Malware: The increase in the number of mobile banking users is accompanied by a rise in attacks through malware.
Data theft: Mass attacks are possible through the theft of credentials which can be used for personal benefits.
Mobile wallets are also susceptible
Increased risk of money laundering: The transfer of money into and out of a mobile wallet from or to a bank account is now possible. Cash-in from the bank account of an individual and cash-out to a different bank account of another individual can be used as a platform for laundering unaccounted money.
Unauthorised deductions from the wallet of a customer (especially a dormant or infrequent customer account): The employees of the mobile wallet service provider may misuse the balance stored in the wallet of a customer by making unauthorized deductions. Moreover, in case of a mis-hap to a customer with no nomination facility, the balance in the customer’s account is not passed on to his family members and remains with the service provider which ultimately becomes a low hanging fruit for the fraudsters.

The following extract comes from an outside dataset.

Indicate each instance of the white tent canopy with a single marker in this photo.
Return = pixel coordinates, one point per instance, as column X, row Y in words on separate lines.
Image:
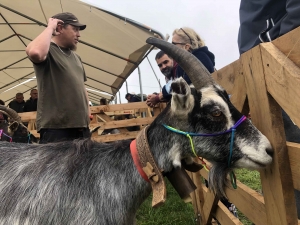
column 111, row 46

Failure to conduct proper due diligence of merchants: If the merchant on-boarded by the service provider is a fraudster, and the payment is made by the customer for fictitious goods or services from the merchant, where cash can be rotated with minimum transaction fees.
No auto log-off facility: An individual usually opens the application on his/her mobile device for availing the services and closes the application, instead of logging out. If the mobile device is stolen or lost and a fraudster opens the application, he/she can misuse the remaining balance in the service provider’s wallet.